Le 20 novembre 2014

Dépénaliser le droit du travail au-delà du seul délit d’entrave

Si la CCI Paris Île-de-France approuve, dans son principe, la volonté du Gouvernement de dépénaliser le délit d’entrave, elle prône néanmoins une démarche plus ambitieuse repensant le rôle et la place de la sanction pénale en droit du travail. Celle-ci ne devrait être réservée qu’aux seules infractions portant sur les atteintes les plus graves aux droits fondamentaux des salariés.
rapporteur expert


La légitimité et l’efficacité des infractions pénales en droit du travail sont ouvertement remises en cause, aussi bien par une partie des partenaires sociaux que par les pouvoirs publics. A ce titre, le Gouvernement envisage, dans le cadre du projet de loi activité et croissance, la dépénalisation du délit d’entrave, lui substituant des sanctions financières.

Dans ce contexte, la CCI Paris Île-de-France rappelle son attachement au respect des règles du Code du travail. Pour autant, elle considère que la sanction pénale n’est sûrement pas la réponse la plus adaptée à toutes les violations de la réglementation sociale.

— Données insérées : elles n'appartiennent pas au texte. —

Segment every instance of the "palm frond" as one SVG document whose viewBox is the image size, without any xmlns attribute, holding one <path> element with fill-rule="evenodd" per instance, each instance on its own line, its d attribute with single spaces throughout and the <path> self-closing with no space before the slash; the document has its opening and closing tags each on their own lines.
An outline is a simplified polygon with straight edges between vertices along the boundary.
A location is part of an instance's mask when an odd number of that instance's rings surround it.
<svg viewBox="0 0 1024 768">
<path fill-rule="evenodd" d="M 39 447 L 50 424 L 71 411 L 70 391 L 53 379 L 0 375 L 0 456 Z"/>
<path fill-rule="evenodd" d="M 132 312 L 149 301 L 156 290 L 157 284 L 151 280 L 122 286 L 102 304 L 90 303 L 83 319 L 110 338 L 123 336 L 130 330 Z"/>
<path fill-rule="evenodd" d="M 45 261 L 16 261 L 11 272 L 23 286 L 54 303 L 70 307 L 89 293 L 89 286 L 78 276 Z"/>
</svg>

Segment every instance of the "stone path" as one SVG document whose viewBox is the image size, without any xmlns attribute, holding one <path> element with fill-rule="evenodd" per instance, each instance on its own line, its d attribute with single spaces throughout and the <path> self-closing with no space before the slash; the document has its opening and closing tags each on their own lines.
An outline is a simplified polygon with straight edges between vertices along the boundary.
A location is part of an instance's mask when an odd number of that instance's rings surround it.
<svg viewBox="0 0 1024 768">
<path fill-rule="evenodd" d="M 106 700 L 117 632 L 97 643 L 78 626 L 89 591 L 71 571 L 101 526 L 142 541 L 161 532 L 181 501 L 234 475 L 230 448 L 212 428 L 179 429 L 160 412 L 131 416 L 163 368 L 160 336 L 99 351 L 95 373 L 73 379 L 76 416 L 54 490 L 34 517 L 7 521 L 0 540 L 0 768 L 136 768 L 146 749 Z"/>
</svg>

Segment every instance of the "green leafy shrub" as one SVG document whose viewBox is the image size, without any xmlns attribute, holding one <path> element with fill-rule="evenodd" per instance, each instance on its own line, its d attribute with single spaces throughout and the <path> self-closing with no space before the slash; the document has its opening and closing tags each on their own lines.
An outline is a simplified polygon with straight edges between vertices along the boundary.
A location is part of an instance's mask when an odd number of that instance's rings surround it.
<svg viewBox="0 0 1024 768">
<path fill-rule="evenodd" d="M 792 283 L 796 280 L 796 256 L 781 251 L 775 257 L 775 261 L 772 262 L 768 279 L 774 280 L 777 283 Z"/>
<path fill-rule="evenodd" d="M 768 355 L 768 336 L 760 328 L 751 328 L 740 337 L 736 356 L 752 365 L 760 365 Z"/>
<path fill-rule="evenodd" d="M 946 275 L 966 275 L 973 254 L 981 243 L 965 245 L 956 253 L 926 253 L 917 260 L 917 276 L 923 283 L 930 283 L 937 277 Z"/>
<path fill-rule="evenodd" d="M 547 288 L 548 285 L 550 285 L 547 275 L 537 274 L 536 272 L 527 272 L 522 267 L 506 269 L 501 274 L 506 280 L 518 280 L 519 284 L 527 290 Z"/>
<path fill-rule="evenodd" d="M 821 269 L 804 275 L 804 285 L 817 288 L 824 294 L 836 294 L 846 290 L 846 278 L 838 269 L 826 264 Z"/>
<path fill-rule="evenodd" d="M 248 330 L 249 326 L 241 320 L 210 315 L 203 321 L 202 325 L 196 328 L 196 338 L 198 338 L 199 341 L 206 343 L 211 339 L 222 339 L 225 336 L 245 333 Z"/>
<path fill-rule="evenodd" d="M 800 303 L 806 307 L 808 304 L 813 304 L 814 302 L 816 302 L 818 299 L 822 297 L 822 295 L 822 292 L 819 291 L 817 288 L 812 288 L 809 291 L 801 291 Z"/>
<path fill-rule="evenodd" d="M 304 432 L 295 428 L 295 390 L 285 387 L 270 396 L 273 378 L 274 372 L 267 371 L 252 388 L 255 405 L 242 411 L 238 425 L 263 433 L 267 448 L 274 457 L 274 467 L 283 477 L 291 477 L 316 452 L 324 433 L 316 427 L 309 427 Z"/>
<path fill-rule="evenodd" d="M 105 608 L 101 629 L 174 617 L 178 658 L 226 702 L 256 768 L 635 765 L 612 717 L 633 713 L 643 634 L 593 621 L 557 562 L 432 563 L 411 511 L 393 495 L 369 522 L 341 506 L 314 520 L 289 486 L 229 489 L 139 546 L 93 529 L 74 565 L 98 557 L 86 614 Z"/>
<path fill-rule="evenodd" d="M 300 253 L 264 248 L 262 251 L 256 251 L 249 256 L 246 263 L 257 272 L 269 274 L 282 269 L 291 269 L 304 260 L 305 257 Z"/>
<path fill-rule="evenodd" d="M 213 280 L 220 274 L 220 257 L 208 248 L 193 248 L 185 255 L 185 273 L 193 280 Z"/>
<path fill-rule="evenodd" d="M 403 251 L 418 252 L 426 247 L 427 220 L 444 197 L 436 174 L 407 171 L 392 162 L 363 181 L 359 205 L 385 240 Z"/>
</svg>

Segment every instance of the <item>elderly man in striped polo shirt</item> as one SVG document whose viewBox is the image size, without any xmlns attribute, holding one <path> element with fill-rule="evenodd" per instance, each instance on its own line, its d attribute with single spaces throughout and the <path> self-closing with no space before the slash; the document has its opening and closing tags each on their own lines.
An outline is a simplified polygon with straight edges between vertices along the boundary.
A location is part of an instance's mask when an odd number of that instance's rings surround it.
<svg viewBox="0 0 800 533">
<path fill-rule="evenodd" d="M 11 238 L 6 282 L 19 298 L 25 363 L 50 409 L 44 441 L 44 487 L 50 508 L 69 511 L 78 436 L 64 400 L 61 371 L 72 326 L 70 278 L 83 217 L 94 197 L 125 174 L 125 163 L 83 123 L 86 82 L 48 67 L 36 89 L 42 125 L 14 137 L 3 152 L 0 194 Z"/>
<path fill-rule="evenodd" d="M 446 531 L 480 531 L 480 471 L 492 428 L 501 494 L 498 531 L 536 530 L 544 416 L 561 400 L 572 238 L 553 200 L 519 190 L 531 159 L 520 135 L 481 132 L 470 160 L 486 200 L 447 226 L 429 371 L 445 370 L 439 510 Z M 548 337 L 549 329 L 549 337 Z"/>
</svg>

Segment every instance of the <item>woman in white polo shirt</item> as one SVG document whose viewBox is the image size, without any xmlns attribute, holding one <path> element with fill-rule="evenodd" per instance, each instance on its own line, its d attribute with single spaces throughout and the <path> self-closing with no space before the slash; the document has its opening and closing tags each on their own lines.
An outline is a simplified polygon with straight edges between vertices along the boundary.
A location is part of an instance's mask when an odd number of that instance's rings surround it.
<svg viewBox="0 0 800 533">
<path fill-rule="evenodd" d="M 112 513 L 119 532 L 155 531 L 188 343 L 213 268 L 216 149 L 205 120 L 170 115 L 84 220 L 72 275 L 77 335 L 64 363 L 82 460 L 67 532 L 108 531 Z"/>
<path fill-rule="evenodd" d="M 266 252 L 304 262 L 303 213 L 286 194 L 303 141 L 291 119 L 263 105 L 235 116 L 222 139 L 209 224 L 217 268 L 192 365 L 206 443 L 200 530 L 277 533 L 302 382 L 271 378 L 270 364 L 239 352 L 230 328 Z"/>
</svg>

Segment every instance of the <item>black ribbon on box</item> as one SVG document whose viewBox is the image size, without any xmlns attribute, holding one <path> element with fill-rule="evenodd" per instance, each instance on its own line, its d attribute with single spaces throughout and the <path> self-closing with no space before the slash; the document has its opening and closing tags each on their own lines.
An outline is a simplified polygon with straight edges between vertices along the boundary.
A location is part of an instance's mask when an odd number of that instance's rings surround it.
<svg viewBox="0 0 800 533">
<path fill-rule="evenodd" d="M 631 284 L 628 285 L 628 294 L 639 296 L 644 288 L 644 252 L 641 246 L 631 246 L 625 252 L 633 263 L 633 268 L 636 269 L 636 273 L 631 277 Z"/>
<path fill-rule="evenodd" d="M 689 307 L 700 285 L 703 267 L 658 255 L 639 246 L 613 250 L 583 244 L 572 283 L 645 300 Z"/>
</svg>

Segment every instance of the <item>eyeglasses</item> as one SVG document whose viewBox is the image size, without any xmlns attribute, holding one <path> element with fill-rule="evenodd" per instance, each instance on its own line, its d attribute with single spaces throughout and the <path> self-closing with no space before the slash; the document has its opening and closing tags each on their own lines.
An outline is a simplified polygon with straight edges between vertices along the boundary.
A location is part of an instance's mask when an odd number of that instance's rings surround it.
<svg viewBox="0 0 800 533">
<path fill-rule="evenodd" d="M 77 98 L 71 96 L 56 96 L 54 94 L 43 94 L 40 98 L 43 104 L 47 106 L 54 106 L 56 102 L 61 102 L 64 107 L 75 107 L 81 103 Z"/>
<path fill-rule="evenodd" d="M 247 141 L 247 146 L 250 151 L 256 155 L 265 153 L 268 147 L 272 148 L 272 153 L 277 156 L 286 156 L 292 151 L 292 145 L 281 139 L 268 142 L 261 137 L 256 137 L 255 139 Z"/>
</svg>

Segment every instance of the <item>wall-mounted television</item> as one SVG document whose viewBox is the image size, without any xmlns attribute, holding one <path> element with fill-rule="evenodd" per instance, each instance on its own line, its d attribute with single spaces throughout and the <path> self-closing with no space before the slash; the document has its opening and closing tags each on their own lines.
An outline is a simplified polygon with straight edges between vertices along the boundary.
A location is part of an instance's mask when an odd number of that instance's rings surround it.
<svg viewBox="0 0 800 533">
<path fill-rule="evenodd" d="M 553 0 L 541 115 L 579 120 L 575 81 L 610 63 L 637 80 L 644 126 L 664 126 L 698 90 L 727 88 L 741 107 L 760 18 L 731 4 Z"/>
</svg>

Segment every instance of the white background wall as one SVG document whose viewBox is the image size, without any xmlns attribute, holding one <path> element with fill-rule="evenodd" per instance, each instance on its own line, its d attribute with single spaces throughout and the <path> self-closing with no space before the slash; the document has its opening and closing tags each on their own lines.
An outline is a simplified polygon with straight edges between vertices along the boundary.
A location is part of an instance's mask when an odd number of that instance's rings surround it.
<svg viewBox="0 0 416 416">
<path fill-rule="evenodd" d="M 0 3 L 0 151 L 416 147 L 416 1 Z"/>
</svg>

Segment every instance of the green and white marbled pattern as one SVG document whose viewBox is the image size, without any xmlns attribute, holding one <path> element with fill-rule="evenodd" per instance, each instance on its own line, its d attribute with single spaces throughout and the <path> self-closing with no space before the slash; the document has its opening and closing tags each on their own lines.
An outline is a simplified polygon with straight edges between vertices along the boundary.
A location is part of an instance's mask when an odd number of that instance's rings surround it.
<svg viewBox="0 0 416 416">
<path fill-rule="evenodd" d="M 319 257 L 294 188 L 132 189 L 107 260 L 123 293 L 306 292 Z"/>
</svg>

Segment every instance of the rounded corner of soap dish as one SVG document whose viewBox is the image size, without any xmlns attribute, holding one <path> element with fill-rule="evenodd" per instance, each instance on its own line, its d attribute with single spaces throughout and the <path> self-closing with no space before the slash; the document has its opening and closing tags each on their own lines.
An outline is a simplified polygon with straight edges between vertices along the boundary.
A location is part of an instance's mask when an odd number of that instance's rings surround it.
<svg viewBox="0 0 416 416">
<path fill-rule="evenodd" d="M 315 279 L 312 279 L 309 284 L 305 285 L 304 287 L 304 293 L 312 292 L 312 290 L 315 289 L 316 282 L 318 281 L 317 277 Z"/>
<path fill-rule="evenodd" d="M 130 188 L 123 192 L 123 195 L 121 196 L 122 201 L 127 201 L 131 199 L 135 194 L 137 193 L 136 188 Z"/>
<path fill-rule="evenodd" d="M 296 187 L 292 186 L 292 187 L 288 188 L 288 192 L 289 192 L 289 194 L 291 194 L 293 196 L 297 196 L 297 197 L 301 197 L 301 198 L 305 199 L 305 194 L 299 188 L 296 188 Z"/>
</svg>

Réserver la sanction pénale en droit du travail aux infractions les plus graves

Aussi, s’inscrivant dans une démarche de longue date l’opposant à une pénalisation excessive de l'environnement juridique des entreprises, elle propose une approche ambitieuse, repensant le rôle et la place de la sanction pénale en droit du travail, laquelle ne devrait être réservée qu’aux seules infractions portant les atteintes les plus graves aux droits fondamentaux des salariés. En ce sens, chaque disposition pénale devrait être examinée à l’aune d’un double filtre : comportemental et sociétal d’une part, confrontant l’incrimination à l’appréhension qu’a la société du comportement réprimé compte tenu des intérêts en cause et de la gravité du conduite de l’auteur de l’infraction ; un filtre économique, coût et efficacité, d’autre part.

Partant, il ne fait aucun doute que le délit d’entrave doit être dépénalisé.

Dépénalisation du délit d'entrave : la CCI Paris Île-de-France prône une réforme plus large

Alors même qu’il entend protéger le principe constitutionnel de participation des salariés à la détermination collective des conditions de travail, le délit d’entrave a conduit, au contraire, à une formalisation préjudiciable du dialogue social, les chefs d’entreprises se focalisant exclusivement sur la sécurité juridique des procédures d’information / consultation engagées.

De surcroît, son impact psychologique fortement dissuasif – en lien avec la réglementation sociale des restructurations - sur les investisseurs internationaux, alors même qu’il ne représente que 0,6 % des condamnations, achève de mettre en cause son utilité sociale.

Par conséquent, le législateur français doit, conformément aux dispositions européennes, garantir le droit des salariés à la représentation collective au moyen de « sanctions effectives, proportionnées et dissuasives », sans pour autant maintenir, à l’avenir, une sanction pénale qui ne réunit plus ces caractéristiques, ni lui substituer une sanction plus lourde.